Catch up: Controlling the controllables – Making the remote closer to home

Controlling the controllables – Making the remote closer to home

An on demand event jointly hosted by the NAHT and Discovery Education

Please note: due to unforeseen circumstances, Promoting positive behaviour for learning with Hayley McKechnie will be rescheduled to a later date. 

Following on from the successful webinar ‘If, Our and When’, NAHT and Discovery Education Pathway author and resilience coach, David Gumbrell, returns for another question-and-answer session with Andrew Hammond. Looking again at our resilience reserves, David will consider the metaphor of a tv remote control.

 

What can we learn from the history of this device?

How can it help to shape our future thinking?

What did inventor Mr Polley teach us about resilience and mental health?

As the poet Michael Rosen once said,

‘We can’t go over it, we can’t go under it, oh no! We’re going to have to go through it!’

WE can indeed get through this National Lockdown.

YOU can get through this National Lockdown.

We need to control the controllables and that means giving yourself the time to

press Pause, to recharge and reset yourself for what is ahead.

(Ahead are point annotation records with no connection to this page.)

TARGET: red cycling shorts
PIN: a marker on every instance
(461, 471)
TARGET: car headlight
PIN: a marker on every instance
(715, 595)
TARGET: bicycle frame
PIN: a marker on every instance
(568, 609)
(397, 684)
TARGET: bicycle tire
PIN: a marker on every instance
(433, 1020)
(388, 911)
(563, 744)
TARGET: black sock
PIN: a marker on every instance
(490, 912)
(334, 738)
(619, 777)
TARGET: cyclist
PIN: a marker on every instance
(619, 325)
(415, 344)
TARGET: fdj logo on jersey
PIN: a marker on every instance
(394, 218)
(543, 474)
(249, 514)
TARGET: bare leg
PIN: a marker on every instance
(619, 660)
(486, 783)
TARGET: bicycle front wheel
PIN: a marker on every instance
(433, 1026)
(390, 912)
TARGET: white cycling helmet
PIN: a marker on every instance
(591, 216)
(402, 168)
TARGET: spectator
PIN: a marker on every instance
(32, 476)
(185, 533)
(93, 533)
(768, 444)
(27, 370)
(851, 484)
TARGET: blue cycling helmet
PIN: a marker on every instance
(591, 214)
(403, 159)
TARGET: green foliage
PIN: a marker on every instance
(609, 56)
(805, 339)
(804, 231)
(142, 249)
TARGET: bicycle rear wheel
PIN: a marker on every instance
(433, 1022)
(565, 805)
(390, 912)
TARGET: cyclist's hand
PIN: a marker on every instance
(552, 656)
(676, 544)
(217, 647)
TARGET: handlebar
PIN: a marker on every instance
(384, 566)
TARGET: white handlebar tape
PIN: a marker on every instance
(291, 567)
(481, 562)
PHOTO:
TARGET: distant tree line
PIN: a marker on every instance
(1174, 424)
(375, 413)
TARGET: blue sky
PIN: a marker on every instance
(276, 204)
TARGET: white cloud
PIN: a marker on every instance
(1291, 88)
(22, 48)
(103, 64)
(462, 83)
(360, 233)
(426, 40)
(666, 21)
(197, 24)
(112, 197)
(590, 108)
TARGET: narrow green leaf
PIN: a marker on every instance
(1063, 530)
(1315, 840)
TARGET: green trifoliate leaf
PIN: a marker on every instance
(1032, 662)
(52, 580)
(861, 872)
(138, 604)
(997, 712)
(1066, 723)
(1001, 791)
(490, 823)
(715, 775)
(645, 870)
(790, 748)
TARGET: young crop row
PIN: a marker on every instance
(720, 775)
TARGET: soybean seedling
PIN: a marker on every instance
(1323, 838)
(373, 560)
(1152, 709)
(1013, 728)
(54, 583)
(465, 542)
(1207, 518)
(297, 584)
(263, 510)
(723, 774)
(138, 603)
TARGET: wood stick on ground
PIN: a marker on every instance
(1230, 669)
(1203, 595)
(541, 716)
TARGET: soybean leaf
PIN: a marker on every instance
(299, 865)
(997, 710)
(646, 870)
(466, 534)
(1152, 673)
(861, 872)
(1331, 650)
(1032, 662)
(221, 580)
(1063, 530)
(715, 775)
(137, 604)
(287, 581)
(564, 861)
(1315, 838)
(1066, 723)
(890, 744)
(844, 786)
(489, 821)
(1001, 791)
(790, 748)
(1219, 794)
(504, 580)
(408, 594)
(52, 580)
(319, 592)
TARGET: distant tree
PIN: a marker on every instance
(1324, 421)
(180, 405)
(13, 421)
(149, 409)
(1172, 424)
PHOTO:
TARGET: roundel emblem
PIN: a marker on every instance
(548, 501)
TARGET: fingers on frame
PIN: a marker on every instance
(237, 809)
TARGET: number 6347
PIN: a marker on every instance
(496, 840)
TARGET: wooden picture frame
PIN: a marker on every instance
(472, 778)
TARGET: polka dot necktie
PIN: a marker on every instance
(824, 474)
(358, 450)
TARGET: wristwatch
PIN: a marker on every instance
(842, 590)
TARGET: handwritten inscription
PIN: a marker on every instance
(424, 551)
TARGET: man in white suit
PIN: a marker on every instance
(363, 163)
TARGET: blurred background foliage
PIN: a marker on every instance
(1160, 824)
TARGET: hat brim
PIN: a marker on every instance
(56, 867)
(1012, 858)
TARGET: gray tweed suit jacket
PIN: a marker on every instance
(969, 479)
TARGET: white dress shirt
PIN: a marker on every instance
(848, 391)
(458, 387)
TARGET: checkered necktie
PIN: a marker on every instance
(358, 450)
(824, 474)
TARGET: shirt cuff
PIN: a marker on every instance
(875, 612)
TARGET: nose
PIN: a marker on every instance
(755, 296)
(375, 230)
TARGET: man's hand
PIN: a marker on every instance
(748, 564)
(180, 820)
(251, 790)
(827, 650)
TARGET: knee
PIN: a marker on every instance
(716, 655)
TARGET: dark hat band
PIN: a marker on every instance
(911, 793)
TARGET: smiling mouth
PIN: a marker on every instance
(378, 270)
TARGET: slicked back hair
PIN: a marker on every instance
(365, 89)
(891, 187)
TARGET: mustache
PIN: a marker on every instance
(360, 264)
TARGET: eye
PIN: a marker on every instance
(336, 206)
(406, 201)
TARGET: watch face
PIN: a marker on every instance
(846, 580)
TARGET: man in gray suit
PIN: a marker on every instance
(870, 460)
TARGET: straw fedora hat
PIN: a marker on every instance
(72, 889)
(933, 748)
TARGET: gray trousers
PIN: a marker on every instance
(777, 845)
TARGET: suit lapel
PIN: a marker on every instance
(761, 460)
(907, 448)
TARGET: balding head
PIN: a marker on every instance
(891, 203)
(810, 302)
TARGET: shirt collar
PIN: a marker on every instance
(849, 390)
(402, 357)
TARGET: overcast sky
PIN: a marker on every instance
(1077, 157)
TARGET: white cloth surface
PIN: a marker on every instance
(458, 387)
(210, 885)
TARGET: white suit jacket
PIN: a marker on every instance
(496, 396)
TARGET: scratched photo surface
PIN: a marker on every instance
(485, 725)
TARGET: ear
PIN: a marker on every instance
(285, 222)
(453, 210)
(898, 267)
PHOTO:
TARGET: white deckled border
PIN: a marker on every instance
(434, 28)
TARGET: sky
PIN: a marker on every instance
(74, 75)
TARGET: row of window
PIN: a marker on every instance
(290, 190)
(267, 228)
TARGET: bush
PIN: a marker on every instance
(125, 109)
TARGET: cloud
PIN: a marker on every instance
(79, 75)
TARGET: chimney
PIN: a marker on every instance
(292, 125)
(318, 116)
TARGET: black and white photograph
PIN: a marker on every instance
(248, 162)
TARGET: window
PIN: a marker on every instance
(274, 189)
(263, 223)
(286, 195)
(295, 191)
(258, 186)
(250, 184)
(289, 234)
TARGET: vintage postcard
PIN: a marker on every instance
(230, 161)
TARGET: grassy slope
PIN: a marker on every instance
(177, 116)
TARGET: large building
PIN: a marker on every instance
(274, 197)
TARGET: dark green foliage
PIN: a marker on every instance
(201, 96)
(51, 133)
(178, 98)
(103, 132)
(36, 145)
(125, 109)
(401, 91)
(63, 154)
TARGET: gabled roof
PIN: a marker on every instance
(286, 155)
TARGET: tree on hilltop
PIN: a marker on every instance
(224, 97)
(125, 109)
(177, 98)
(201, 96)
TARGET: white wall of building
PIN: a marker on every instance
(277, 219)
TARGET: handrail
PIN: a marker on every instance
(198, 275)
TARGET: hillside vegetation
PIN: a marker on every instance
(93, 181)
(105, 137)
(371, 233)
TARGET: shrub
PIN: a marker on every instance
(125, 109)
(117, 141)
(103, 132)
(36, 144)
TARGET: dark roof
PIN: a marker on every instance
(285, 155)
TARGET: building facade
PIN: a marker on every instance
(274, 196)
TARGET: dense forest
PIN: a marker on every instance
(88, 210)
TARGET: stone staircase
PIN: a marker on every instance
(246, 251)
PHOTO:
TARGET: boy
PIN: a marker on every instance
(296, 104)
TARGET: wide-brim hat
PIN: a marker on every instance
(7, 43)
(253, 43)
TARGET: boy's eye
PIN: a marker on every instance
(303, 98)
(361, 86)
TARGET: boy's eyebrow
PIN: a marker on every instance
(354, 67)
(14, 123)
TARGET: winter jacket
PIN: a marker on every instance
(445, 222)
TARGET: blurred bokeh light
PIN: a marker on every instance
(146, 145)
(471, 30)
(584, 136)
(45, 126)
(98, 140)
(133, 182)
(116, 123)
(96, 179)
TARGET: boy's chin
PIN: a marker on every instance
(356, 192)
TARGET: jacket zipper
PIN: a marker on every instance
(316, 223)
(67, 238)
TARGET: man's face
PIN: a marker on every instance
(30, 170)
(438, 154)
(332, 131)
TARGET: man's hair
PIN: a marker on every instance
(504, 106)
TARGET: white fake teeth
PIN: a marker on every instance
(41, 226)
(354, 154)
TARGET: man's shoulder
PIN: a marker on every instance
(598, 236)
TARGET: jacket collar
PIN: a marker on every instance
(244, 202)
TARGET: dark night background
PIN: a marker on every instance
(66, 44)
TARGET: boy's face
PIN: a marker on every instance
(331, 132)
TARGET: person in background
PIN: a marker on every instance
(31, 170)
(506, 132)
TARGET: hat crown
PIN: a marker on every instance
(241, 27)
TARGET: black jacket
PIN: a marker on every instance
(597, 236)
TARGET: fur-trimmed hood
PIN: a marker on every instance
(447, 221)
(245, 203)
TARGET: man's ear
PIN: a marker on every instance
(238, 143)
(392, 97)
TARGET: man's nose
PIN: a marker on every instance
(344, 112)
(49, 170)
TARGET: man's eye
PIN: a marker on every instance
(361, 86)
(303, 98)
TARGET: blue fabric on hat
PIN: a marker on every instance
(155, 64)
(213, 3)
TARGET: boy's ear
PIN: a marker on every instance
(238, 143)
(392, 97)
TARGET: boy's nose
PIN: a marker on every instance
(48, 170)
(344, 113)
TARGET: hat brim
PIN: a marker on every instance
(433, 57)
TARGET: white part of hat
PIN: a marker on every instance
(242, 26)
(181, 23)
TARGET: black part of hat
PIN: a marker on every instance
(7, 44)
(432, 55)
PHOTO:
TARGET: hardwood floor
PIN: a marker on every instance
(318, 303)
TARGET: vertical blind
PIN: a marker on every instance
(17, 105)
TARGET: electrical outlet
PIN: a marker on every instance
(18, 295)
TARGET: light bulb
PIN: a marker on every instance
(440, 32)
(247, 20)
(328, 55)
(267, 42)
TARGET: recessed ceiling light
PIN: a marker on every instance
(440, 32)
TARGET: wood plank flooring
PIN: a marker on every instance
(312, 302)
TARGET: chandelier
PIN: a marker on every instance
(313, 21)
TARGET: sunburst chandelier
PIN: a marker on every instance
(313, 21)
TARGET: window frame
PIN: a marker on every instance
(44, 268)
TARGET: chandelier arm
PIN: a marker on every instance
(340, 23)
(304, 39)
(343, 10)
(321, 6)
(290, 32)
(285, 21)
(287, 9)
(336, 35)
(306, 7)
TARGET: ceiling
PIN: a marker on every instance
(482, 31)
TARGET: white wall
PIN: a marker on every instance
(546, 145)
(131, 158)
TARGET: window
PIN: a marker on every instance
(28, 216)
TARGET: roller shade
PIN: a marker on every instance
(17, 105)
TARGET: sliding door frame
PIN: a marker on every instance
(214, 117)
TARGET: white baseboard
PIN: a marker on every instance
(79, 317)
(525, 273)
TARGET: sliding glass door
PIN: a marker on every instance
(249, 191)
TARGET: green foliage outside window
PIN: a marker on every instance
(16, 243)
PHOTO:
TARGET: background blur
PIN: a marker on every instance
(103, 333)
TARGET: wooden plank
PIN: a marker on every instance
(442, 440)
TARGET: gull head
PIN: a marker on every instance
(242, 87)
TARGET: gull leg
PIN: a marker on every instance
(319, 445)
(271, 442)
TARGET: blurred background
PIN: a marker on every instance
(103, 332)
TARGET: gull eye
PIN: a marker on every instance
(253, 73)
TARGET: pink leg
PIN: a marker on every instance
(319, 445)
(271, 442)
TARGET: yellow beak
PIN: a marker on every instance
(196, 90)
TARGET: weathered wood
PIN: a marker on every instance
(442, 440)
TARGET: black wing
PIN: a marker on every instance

We might be feeling remote at this time,

but the control is closer to home than you may think.

 

A former primary headteacher, David Gumbrell is a contributing author on the Pathway programme from NAHT & Discovery Education. If you would like further information about the Pathway programme please visit www.discoveryeducation.co.uk/NAHT

 

Speakers

David Gumbrell

Former teacher and head teacher, now author, coach and lecturer

David is a former teacher and head teacher, now author, coach and lecturer. David is passionate about playing a part in using this experience to empower and to reassure the next generation of Early Career Teachers. He wants them to love our profession and to uphold the standard of our profession. He learnt that resilience is the missing link in the training that was being offered to teachers and yet explicitly talking about and considering our own mental health can make a huge difference in how we teach and what messages we implicitly send to our students.

He is well-placed to deliver the Discovery Education Pathway module as he has teaching experience to be credible; he has researched and published about resilience for nearly three years; he has a fairly unique style of connecting with his audience to engage their interest before then delivering the connection to the key piece of learning that he wants them to consider and to reflect on.